12 July 2018
Iran In Crisis
Economic, political and now ecological.
By Neil Tidmarsh
Last week, a man was arrested in Tehran for hoarding two tons of gold coins.
Two tons of gold coins. Imagine that. How many suitcases did that fill? How much was it worth? Were the coins modern, or looted from an ancient site? All from Iran, or from all around the Middle East, or from all around the world? How had the man managed to collect them all, in an enclosed and tightly-controlled country like Iran?
Like the few other news stories that reach us from inside Iran, it raises more questions than it answers. It also sheds a different light on the country than do those stories originating outside it. We’re used to hearing about Iran as a powerful and dangerous force: a country (according to the leaders of the US and Israel) which is well on its way to becoming a nuclear power while cunningly deceiving everyone else about its (non) compliance with the Obama agreement; a country which allegedly sponsors terrorism around the world (there were reports this week of Taliban fighters from Afghanistan being trained in Iran, and an Iranian diplomat was arrested in Brussels about an alleged plot to bomb an Iranian opposition event near Paris); a country which is spreading its influence throughout the region by participating in armed conflict in Syria (this week, the Iranian-backed Assad regime is close to driving the rebels out of Deraa, one of only two areas they still hold) and in Yemen (where the Saudi-backed government forces are still fighting to dislodge the Iranian-backed Houthi rebels from the key port of Hodeida).
And yet the report of the two tons of gold coins hoarded in Tehran tells a different story – the story of a country deep in terrible crisis. The hoarder is accused of attempting to manipulate the gold market, and he isn’t the only one at it, apparently; the stockpiling of such secure investments is a sign of the plummeting value of the country’s currency, the rial. It has lost half its value in the last six months. The regime has reportedly banned the import of more than 1300 products in what appears to be an attempt to strengthen the currency. The expense of the war in Syria and of backing conflict in Iraq and Yemen, and the anticipation of imminent US sanctions, are pushing the country towards financial and economic disaster. A request by Iran this week (apparently from Tehran’s central bank) for the transfer of between 300 million and 400 million euros in bank notes from deposits in Germany suggests that Tehran is worried that it might be about to run out of cash.
Strikes and demonstrations broke out again last month; protests against rising prices and collapsing trade erupted outside the Grand Bazaar and the parliament buildings in Tehran and rapidly spread across the country. Unlike the protests of six months ago (see Unrest In Iran, Shaw Sheet issue 135, 04 January 2018) which began among the poorer classes in provincial Iran, these protests seem to have originated among the traders and middle classes of the capital. There are claims that riot police and other members of the security forces were taking a hard line against these protests as they did against the protests at the beginning of the year. Both sets of unrest appear to have been widespread and violent and to have escalated into political protest, and to have been violently and ruthlessly suppressed.

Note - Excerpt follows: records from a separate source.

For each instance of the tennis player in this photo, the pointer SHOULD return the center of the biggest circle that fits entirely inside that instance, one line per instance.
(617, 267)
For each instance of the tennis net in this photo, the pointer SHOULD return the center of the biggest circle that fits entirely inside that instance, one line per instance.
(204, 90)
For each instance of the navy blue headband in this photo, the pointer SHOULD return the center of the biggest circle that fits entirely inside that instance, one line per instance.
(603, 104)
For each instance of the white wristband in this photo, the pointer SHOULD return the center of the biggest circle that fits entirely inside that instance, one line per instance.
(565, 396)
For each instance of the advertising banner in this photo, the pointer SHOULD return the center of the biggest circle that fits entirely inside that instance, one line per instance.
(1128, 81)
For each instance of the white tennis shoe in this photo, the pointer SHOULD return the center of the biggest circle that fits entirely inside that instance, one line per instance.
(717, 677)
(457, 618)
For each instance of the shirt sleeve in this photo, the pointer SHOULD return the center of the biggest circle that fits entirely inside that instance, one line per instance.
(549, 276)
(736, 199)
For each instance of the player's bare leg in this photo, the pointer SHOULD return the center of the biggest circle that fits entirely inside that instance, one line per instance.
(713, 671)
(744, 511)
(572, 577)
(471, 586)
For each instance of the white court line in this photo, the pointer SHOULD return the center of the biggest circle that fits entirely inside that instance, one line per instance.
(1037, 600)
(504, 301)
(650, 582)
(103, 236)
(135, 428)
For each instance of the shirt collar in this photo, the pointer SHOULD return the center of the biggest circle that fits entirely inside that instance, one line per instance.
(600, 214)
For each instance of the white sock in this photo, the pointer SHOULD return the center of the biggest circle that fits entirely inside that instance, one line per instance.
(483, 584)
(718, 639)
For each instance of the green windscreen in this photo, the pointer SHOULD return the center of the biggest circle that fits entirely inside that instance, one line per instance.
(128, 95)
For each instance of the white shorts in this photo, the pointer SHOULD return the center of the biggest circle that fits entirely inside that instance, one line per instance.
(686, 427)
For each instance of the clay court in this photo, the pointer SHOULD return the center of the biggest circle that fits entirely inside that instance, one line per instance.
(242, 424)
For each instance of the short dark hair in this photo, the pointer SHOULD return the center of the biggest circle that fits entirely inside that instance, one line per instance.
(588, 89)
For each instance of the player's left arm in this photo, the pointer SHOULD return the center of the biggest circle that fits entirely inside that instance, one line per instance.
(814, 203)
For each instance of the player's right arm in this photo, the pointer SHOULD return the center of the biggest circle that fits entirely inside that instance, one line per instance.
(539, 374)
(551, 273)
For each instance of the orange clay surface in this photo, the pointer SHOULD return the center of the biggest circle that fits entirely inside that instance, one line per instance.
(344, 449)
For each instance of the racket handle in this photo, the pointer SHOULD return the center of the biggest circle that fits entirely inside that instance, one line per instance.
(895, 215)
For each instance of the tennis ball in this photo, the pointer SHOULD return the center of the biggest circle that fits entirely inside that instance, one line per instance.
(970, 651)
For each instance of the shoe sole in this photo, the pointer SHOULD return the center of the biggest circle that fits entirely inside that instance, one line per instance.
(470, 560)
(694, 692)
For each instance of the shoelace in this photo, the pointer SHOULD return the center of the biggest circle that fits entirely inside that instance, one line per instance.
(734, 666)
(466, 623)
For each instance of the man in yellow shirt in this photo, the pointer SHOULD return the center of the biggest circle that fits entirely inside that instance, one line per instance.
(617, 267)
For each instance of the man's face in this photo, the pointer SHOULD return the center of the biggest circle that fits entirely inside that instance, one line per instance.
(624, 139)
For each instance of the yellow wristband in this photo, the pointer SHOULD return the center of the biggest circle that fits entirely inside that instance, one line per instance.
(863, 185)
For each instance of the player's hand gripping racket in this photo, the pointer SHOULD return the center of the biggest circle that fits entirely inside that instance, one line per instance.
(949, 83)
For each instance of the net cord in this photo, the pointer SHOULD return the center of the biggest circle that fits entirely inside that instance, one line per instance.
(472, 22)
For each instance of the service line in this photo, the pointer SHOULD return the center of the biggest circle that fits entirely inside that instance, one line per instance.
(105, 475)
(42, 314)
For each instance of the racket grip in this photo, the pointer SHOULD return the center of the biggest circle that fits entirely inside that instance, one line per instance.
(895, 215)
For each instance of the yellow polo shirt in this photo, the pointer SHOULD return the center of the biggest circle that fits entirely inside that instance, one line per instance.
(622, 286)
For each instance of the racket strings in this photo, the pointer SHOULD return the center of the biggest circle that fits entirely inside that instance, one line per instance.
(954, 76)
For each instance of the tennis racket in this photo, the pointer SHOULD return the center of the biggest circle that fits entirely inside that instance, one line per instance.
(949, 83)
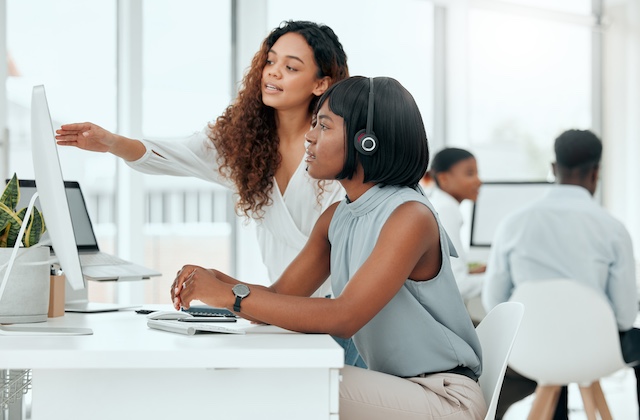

And this month, further violent demonstrations broke out, this time triggered by another kind of crisis – not economic or political, but ecological. Iran is facing a severe water-shortage. A long-running drought and a heat-wave with temperatures exceeding 50 degrees celsius have put an unbearable strain on resources already struggling to support population growth (quadrupled, from 20 million to 80 million, in two generations) and demands for the country to be self-sufficient in food. Attempts to tackle the problem by building dams has only aggravated the situation; the stored water evaporates in the heat, and the downstream supply is cut off. The water table is shrinking as agriculture extracts groundwater which is not being replenished.
Violent protest began in the southern cities of Khorramshahr and Abadan, in Khuzestan province, where farmers are unable to irrigate their crops and drinking water is polluted. The extent and level of unrest remains unknown (reports confirm that protesters have clashed with police, and shots have been fired which have injured at least eleven people) but is certain to be repressed.
Repression, however, will not solve this problem, and the regime has vowed to address the water-shortage. But the signs are not promising. An Iranian general is blaming foreign interference; Israel and another country in the region are stealing the clouds from the sky over Iran, apparently. The government appointed Kaveh Madani, an Imperial College London academic and expert on Iran’s water-shortage, to solve the crisis; but he was arrested on his arrival at Tehran airport and interrogated for several hours while his computer and phone were confiscated and inspected, before he was allowed to take up his new position in the environment ministry. And within months, the strategies of conservation and efficiency which he was promoting were being condemned as subversion and espionage. Other campaigners and experts who advocated them were charged with espionage, and Mr Madani himself was detained for three days. He resigned after six months in the job and has returned to the UK. So it seems that sooner or later the water is going to run out altogether.
Also in Iran last week, a girl was arrested for dancing in her own home; she’d filmed herself and posted the footage on-line. But repression won’t stop teenagers from dancing in the privacy of their bedrooms, any more than it can make rain fall from a cloudless sky, or, it seems, stop unrest by shooting protesters.